Originally posted by Edgar_in_Indy
I think there's a lot of people who reflexively don't want to give too much credit to a non-Pentax lens, and to sometimes attribute undue virtue to anything with "Pentax" on it. Somewhat conveniently, Pentax seems to excel at everything that can't be measured.
Some Pentax lenses (the limiteds for example) are designed with a greater emphasis on non-measurable qualities than qualitative specs. So it shouldn't be surprising that you would find, in a pentax forum, people who are sympathetic to Pentax's lens design philosophy, who care more about what images from a specific lens look like to human perception, rather than how that lens performs on so-called "objective" tests.
Originally posted by Edgar_in_Indy
And if a particular Pentax lens is sharp, the sharpness is mentioned and praised on here endlessly. But when Sigma lenses are sharp, it's because they're one-dimensional spec-whores.
There are a lot of people who will praise any lens they like as being "sharp" because they believe (falsely) that sharpness largely determines a len's IQ.
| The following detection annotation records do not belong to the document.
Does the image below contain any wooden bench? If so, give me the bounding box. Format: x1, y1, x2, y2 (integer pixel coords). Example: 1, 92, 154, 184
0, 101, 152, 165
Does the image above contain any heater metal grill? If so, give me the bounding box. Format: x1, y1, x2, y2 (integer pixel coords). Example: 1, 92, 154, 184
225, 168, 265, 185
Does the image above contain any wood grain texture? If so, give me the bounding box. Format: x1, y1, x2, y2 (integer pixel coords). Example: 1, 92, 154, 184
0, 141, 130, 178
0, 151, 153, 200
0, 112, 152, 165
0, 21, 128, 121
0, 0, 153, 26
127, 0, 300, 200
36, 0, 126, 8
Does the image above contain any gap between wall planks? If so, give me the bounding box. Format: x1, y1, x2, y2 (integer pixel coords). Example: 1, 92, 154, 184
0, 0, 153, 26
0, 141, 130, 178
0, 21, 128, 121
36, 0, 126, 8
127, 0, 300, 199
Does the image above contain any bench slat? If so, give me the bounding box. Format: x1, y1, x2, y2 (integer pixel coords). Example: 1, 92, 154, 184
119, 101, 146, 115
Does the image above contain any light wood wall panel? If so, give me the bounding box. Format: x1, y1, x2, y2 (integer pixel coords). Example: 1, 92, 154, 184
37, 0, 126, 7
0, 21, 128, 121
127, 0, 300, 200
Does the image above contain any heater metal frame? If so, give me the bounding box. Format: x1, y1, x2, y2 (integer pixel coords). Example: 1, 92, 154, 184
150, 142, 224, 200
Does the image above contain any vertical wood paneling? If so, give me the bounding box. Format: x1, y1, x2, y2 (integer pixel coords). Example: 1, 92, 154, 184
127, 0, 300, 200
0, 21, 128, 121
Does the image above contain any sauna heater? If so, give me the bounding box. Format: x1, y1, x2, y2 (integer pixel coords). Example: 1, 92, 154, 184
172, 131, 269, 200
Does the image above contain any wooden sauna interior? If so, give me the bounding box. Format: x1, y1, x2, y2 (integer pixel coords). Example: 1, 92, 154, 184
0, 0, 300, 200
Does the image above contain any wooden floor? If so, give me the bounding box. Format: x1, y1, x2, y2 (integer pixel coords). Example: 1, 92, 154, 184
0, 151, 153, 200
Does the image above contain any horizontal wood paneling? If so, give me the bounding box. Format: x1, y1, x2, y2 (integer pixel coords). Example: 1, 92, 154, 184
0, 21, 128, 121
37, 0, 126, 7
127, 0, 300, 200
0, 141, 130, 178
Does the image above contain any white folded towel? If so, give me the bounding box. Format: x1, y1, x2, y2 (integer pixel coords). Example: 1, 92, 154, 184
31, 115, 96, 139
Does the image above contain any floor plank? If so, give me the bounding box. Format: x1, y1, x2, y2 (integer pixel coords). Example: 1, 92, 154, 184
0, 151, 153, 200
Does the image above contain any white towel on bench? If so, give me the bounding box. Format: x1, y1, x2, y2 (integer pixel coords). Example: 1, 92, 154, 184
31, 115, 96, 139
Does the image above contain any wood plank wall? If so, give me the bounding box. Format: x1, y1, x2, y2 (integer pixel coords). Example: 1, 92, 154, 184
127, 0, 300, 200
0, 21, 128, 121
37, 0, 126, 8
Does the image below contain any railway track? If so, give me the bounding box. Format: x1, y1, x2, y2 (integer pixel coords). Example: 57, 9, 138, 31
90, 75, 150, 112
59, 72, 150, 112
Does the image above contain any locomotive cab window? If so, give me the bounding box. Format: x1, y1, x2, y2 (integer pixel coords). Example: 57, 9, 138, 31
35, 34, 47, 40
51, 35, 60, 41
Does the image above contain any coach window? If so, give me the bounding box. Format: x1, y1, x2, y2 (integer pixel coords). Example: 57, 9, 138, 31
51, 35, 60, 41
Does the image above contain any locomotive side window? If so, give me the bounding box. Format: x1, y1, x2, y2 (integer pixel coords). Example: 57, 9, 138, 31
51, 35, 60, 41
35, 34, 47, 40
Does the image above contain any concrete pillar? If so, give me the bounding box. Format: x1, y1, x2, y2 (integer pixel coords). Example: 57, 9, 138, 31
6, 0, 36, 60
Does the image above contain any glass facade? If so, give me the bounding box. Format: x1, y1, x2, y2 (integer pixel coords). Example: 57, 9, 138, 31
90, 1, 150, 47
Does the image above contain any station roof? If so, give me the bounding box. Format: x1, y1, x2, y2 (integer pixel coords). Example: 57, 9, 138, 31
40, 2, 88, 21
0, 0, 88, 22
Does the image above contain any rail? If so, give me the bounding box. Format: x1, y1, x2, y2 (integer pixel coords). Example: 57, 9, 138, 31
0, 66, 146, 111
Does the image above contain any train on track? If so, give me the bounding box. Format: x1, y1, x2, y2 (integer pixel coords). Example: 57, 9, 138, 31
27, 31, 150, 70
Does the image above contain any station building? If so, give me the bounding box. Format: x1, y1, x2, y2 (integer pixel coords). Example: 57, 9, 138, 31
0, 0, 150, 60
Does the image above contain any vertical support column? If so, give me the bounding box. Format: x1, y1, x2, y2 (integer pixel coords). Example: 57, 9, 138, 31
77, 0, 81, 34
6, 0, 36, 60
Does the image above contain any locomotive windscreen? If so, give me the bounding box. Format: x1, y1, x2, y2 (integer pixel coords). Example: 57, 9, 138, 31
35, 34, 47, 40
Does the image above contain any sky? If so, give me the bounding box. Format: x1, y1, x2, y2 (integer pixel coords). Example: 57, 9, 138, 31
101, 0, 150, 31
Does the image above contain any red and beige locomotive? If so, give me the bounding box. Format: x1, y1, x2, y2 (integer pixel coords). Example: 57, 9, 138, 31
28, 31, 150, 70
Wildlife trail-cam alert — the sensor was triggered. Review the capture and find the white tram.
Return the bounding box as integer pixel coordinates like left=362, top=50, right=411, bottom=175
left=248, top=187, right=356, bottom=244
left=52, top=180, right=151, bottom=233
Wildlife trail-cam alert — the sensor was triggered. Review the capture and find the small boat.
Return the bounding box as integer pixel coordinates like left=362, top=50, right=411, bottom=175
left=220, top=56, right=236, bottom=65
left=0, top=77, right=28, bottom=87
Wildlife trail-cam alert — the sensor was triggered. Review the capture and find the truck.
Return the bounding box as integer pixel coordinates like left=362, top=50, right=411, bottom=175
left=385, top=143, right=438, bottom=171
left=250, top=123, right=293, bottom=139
Not all of us who like Pentax glass because of its unique characteristics or color rendition or the design philosophy behind the limiteds are Pentax fanboys who like anything with a Pentax label on it. I'm not a fan, for instance, of the DA 18-55; I think it's over-rated even as a kit lens. Nor am I a fan of Pentax's flashes (I prefer Metz). I think both Canon and Nikon produce better high end cameras than Pentax. This is not a fanboy issue, but an issue regarding how best to evaluate lenses. Can comparable Sigma lenses be regarded as good (or better) than Pentax lenses merely because the Sigma glass scores as well (or better) on numerical tests? Since photography is essentially an aesthetic discipline, geared to the aesthetics of human perception, I say
No,
numerical specs are over-rated. That does not, however, mean that I regard Sigma lenses as "one-dimensional spec-whores." The issue really has far more to do with questions over how lenses should be evaluated than questions about Sigma vs Pentax. What I object to is not that someone happens to prefer (or regards as a better value) Sigma glass. That's a personal decision based on preference. What I object to is when people try to justify this preference on the basis of numerical specs, which I regard as a mistaken approach.